Superintendent Greg Moore leads the police in some of the most remote parts of Far West NSW, including Bourke which was once described as being more dangerous than any country in the world.
In 2013, the town on the Darling River topped the state in six out of eight major crime categories and Superintendent Moore was part of a groundbreaking community-led response.
For his 32 years of service, the Central North Police District Commander was awarded an Australian Police Medal as part of the Queen's Birthday 2019 honours.
"I look upon this as a symbol of the support for the work the police, community and others have been right behind in terms of improving outcomes," he said.
After Bourke's crime problems were put in the national spotlight, Superintendent Moore said most people in the community recognised a need to change the way crime was addressed.
Anecdotally, the feedback is that there is a much greater sense of cohesion and safety.Superintendent Greg Moore.

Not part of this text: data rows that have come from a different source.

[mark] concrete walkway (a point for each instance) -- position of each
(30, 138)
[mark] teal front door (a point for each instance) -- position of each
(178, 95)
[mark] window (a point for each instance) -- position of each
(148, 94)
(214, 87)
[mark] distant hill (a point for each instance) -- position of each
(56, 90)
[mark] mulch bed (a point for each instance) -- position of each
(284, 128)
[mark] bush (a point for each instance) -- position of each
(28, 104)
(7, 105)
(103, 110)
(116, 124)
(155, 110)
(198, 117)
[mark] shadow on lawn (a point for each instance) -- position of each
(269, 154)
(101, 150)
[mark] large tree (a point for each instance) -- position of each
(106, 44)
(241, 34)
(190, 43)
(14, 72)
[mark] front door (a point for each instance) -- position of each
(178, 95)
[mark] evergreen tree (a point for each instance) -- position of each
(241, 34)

"In towns like Bourke, we've seen a greater preparedness to be part of the problem-solving process," he said.
"Since 2013 police have been working with communities around Bourke and Walgett to really address the feeders of crime and disadvantage.
"Things like homelessness, mental health, drug and alcohol abuse, unemployment and many other contributors.
"We're really heavily focused on preventing crimes occurring and ensuring safer communities."
Superintendent Moore was the driving force behind the Maragnuka Hub in Bourke. It links Bourke's Aboriginal community and police, courts and government services.
He was also instrumental in the introduction of the Justice Reinvestment Project, which has given Aboriginal community members more control over dealing with crime and other social problems.
According to a KPMG report, the Justice Reinvestment Project resulted in a 31 per cent increase in year 12 student retention rates, a 38 per cent reduction in charges across the top five juvenile offence categories, a 14 per cent reduction in bail breaches and a 42 per cent reduction in days spent in custody over a 12 month-period in 2017.
"One 14-year-old lad had experienced a very challenging upbringing but with the support of the hub he was able to turn his life around," Superintendent Moore said.
"Anecdotally, the feedback is that there is a much greater sense of cohesion and safety.
"Twenty-two language groups have representation."
Aboriginal groups were co-designing innovative social programs as part of the project, Superintendent Moore said.
"We initiate actions to address short-term risk, however there is also a broader framework that addresses strategic challenges like truancy and unemployment."
Financial support from charitable organisations like the Dusseldorp Forum and Vincent Fairfax Family Foundation helped establish the hub, Superintendent Moore said.
He said support from his wife Maggie and their two children, John and Niall, was instrumental in allowing him to do his job.
Superintendent Greg Moore — a short biography
Superintendent Greg Moore joined the NSW Police Force in 1987 and started working as a constable at Ashfield Police Station.
He performed general duties in Sydney's inner west until 1991 when he started his career in criminal investigation at Petersham.
In 1998, he transferred to Internal Affairs, where he was promoted to the rank of sergeant in 2002 in the role of senior investigator.
In 2003, Superintendent Moore transferred to Bourke Police Station.
During the next few years, he served at Darling River Local Area Command and Richmond Local Area Command, where he was promoted to the rank of Superintendent in 2013.
Later that year he was appointed as the Commander of Darling River Local Area Command where he remains as the now Central North Police District Commander.
During his service, Superintendent Moore has implemented various pilot programs and development strategies which have helped reduce crime and build positive relationships between the Indigenous community and local police.